# It is Sophy's birthday!



## AngelAviary (Aug 12, 2014)

Well what do you know! Happy Birthday to you Sophy!! 9 is a grand age! and your birthday dinner sounds just divine! Stella is asking for the credit card number so she can book a flight to come over and share some with you! Her dinner today is not going to be that nice!


----------



## chinchillafuzzy (Feb 11, 2017)

Happy birthday Sophy!! It sounds like it has been such a lovely day for you I am so happy to hear that your back isn't hurting you on your special day! Enjoy your yummy yummy dinner!


----------



## Charmed (Aug 4, 2014)

Happy Birthday Sophy! The age of nine is really fine. Chicken and rabbit sounds so divine.


----------



## zooeysmom (Jan 3, 2014)

Happy Birthday, Sophy! Poppy, thank you for the update on your sister  Sounds like you've all had a great day.


----------



## Skylar (Jul 29, 2016)

:birthday: :birthday: :birthday: to a dear Sophy - I bet if you asked her she would love to celebrate her birthday more often, those treats sounded wonderful.


----------



## twyla (Apr 28, 2010)

arty:arty2:
Happy Birthday Sophy


----------



## Mfmst (Jun 18, 2014)

Happy Birthday clever Sophy!

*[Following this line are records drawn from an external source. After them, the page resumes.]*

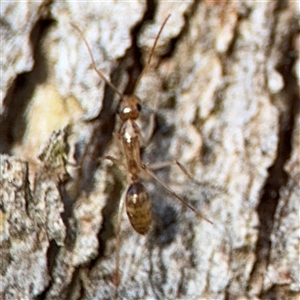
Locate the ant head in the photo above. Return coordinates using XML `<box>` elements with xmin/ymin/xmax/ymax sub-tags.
<box><xmin>117</xmin><ymin>95</ymin><xmax>142</xmax><ymax>121</ymax></box>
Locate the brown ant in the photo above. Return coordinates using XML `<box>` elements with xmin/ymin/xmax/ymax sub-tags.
<box><xmin>72</xmin><ymin>14</ymin><xmax>212</xmax><ymax>295</ymax></box>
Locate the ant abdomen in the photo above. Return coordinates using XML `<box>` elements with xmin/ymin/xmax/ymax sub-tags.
<box><xmin>126</xmin><ymin>182</ymin><xmax>151</xmax><ymax>235</ymax></box>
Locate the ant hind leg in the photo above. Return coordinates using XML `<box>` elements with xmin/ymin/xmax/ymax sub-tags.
<box><xmin>141</xmin><ymin>163</ymin><xmax>213</xmax><ymax>225</ymax></box>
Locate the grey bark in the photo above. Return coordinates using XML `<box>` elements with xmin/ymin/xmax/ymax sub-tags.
<box><xmin>1</xmin><ymin>1</ymin><xmax>299</xmax><ymax>300</ymax></box>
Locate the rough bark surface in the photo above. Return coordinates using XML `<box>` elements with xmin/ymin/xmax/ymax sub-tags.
<box><xmin>0</xmin><ymin>1</ymin><xmax>299</xmax><ymax>300</ymax></box>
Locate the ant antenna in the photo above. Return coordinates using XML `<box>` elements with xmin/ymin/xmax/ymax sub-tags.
<box><xmin>71</xmin><ymin>14</ymin><xmax>170</xmax><ymax>99</ymax></box>
<box><xmin>70</xmin><ymin>23</ymin><xmax>123</xmax><ymax>98</ymax></box>
<box><xmin>133</xmin><ymin>14</ymin><xmax>171</xmax><ymax>94</ymax></box>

Glad your back is on the mend too.


----------



## Asta's Mom (Aug 20, 2014)

Happy Birthday Sophy - your dinner sounds marvelous.


----------



## Muggles (Mar 14, 2015)

Happy birthday Sophy! Your day sounds fabulous (and delicious, says Rory) and I’m so glad your back is on the mend! [emoji513] [emoji512] [emoji324] [emoji322] [emoji323]


----------



## Countryboy (May 16, 2011)

HB, Sophy! You go girl. :beerclank: 

Did you get a card from your old buddy, Pushkin, on this grand occasion?


----------



## MollyMuiMa (Oct 13, 2012)

HOPE IT IS THE BESTEST EVER!
LOVE,
MOLLY


----------



## lily cd re (Jul 23, 2012)

Poppy that is a lovely birthday message for your sister Sophy. I am glad you all had a wonderful day and am sure Sophy will be romping like her usual self before long. Lily is nine too and she still plays with me all the time. Peeves is nine too, but he is a grumpy old man. Maybe it is because he isn't a poodle.

Your pal from across the pond,
Javelin


----------



## Dechi (Aug 22, 2015)

Happy birthday Sophie ! I hope your mom gave you lots of yummy treats ! (If not maybe you can manage to steal some from her, I’m sure you won’t get grounded...)


----------